Note
Click here to download the full example code
Turning quantum nodes into Keras Layers¶
Author: Tom Bromley — Posted: 02 November 2020. Last updated: 28 January 2021.
Creating neural networks in Keras is easy. Models are constructed from elementary layers and can be trained using a high-level API. For example, the following code defines a two-layer network that could be used for binary classification:
import tensorflow as tf
tf.keras.backend.set_floatx('float64')
layer_1 = tf.keras.layers.Dense(2)
layer_2 = tf.keras.layers.Dense(2, activation="softmax")
model = tf.keras.Sequential([layer_1, layer_2])
model.compile(loss="mae")
The model can then be trained using model.fit().
What if we want to add a quantum layer to our model? This is possible in PennyLane: QNodes can be converted into Keras layers and combined with the wide range of built-in classical layers to create truly hybrid models. This tutorial will guide you through a simple example to show you how it’s done!
Note
A similar demo explaining how to turn quantum nodes into Torch layers is also available.
Fixing the dataset and problem¶
Let us begin by choosing a simple dataset and problem to allow us to focus on how the hybrid model is constructed. Our objective is to classify points generated from scikit-learn’s binary-class make_moons() dataset:
import matplotlib.pyplot as plt
import numpy as np
from sklearn.datasets import make_moons
# Set random seeds
np.random.seed(42)
tf.random.set_seed(42)
X, y = make_moons(n_samples=200, noise=0.1)

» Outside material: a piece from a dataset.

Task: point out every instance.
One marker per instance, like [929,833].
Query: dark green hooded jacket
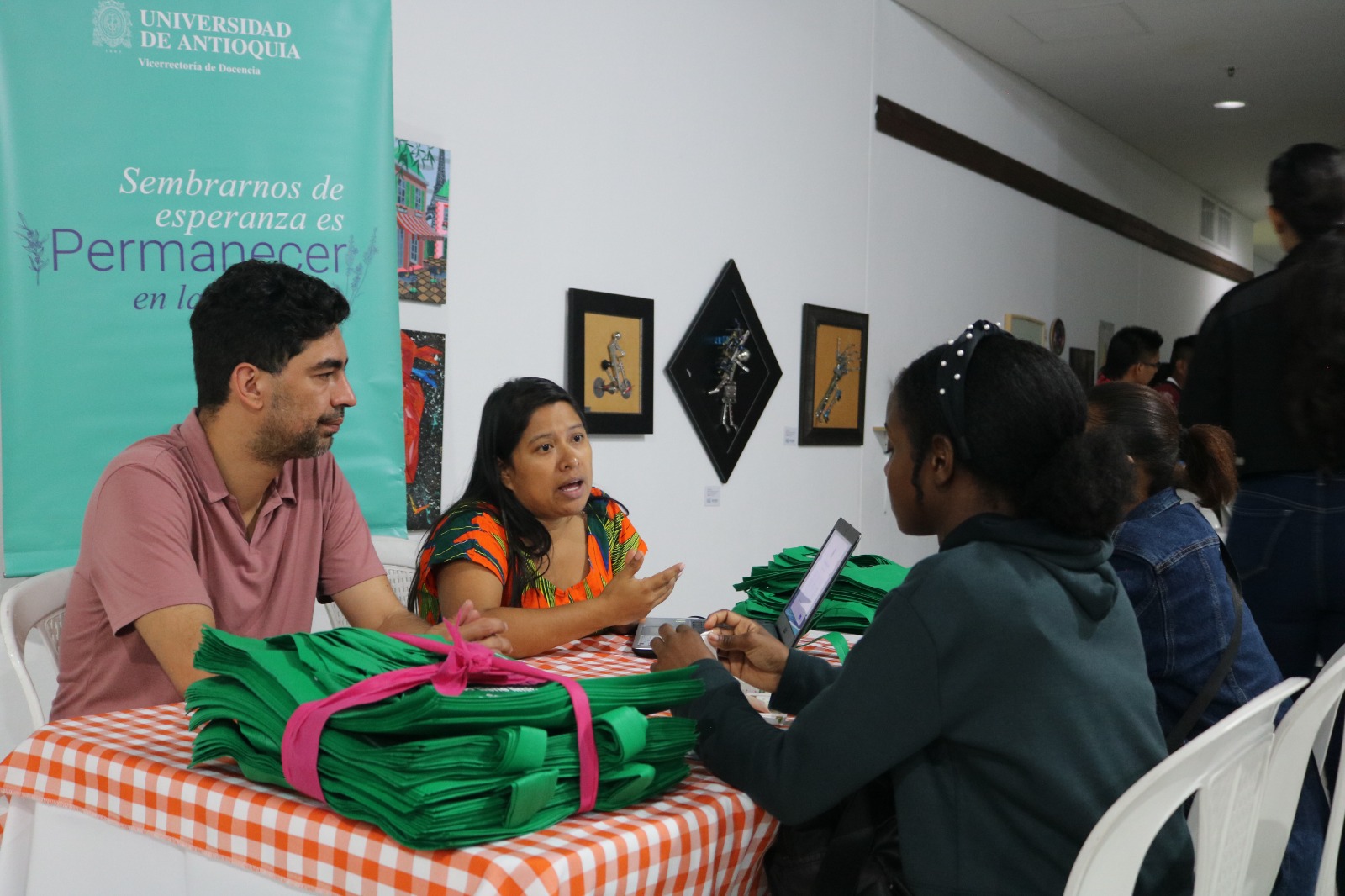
[1004,687]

y_hot = tf.keras.utils.to_categorical(y, num_classes=2) # one-hot encoded labels
c = ["#1f77b4" if y_ == 0 else "#ff7f0e" for y_ in y] # colours for each class
plt.axis("off")
plt.scatter(X[:, 0], X[:, 1], c=c)
plt.show()
Defining a QNode¶
Our next step is to define the QNode that we want to interface with Keras. Any combination of
device, operations and measurements that is valid in PennyLane can be used to compose the
QNode. However, the QNode arguments must satisfy additional conditions including having an argument called inputs
. All other
arguments must be arrays or tensors and are treated as trainable weights in the model. We fix a
two-qubit QNode using the
default.qubit simulator and
operations from the templates module.
import pennylane as qml
n_qubits = 2
dev = qml.device("default.qubit", wires=n_qubits)
@qml.qnode(dev)
def qnode(inputs, weights):
qml.AngleEmbedding(inputs, wires=range(n_qubits))
qml.BasicEntanglerLayers(weights, wires=range(n_qubits))
return [qml.expval(qml.PauliZ(wires=i)) for i in range(n_qubits)]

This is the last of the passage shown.